David Childs, FAIA, a partner with SOM, says that his firm is mainly focusing on the Moynihan project. “It’s going to be one of those great stories, but if we finish by 2012, we’ll be lucky,” he says. After numerous starts and stops, that project was put on hold in 2006 when state government officials, including assembly speaker Sheldon Silver, withheld approval until a plan for the entire district could be put forward for review.

Perrone, who is with Rubenstein Communications, says that there are on-going discussions between the developers and various state and local agencies, including the ESDC, the City of New York, the Port Authority of New York and New Jersey, the railway services, and the state government.

Separately, plans were announced last winter for the destruction of McKim Mead & White’s 1918 Pennsylvania Hotel, located at the northeast corner of 32nd Street and 7th Avenue, to make room for a hotel tower to be designed by Pelli Clarke Pelli Architects and developed by Vornado. That building’s demolition will leave only the Farley building as the last vestige of the celebrated architects’ legacy in the Penn Station district.

Children’s Book Celebrates Old Penn Station

Children’s author and illustrator William Low was only a child when the original Pennsylvania Station was destroyed in 1964—a seminal event in the history of the modern preservation movement. Although the 48-year-old Low has no memories of McKim Mead & White’s 1910 masterpiece, as a commuter he is now very familiar with its replacement.

“It’s a horrible place,” Low says. “I hate the way that pedestrian traffic flows because there are so many bottlenecks. There’s a gigantic schedule sign right underneath the escalator and I think to myself: who’s the knucklehead who put it there?”

Low channeled this frustration into creating his master’s project at Syracuse University—a series of illustrations that eventually became Old Penn Station, a children’s book published this spring by Henry Holt. The book doesn’t contain a single image of the new station, much less Madison Square Garden or the Two Penn Plaza office tower that occupy the site today, but instead celebrates only the original building. For Low, this was a conscious choice.

“It was an interesting test to see how I might create a body of work on something I’d never seen before: to use photographs, architectural drawings, and interviews to piece it all together in my mind,” he observes. Working back and forth between acrylics, oil paints, and digital Photoshop imagery, Low successfully captured the dappled suffusion of light in McKim Mead & White’s commuter palace.

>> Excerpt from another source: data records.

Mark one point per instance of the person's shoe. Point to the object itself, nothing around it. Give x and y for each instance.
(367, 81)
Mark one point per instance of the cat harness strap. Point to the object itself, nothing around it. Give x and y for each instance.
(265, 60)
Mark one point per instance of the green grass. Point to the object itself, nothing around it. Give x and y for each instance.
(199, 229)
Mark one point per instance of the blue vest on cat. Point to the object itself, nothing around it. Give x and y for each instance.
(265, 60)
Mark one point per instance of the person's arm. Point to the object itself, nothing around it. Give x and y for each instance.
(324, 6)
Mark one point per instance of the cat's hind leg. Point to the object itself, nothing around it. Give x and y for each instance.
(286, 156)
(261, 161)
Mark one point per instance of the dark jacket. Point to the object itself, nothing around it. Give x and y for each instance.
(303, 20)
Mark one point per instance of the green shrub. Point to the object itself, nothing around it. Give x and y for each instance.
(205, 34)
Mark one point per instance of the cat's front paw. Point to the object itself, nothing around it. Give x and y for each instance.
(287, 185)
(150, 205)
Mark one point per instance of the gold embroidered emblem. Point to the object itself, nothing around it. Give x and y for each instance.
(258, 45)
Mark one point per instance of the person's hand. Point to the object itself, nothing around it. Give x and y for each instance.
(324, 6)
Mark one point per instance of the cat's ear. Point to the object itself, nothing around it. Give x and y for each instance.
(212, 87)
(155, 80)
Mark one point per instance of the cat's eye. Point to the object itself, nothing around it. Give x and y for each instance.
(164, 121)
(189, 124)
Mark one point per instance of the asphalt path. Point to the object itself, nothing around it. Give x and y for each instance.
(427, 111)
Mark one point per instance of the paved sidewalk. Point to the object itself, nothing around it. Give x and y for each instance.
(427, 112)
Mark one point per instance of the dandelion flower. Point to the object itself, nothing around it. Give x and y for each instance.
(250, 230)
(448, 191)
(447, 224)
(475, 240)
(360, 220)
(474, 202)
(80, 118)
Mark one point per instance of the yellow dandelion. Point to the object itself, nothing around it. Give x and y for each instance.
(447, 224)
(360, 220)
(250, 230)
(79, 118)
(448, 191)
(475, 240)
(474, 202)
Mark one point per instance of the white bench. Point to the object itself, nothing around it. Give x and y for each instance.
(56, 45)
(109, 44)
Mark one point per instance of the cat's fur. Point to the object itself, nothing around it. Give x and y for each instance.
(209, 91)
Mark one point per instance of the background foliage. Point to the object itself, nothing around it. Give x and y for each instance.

In the end, Low believes, focusing on the original building’s gentle beauty proved a better decision than contrasting it with the ugliness and failure of the current site. “There are too many books about that, but this is a children’s book and I didn’t want it to be doom and gloom,” he observes. “I decided to make it about Penn Station’s legacy as a symbol for preservation and what it’s become as a martyr. It’s a reminder that buildings are not disposable—they are the heart and soul of all great cities.”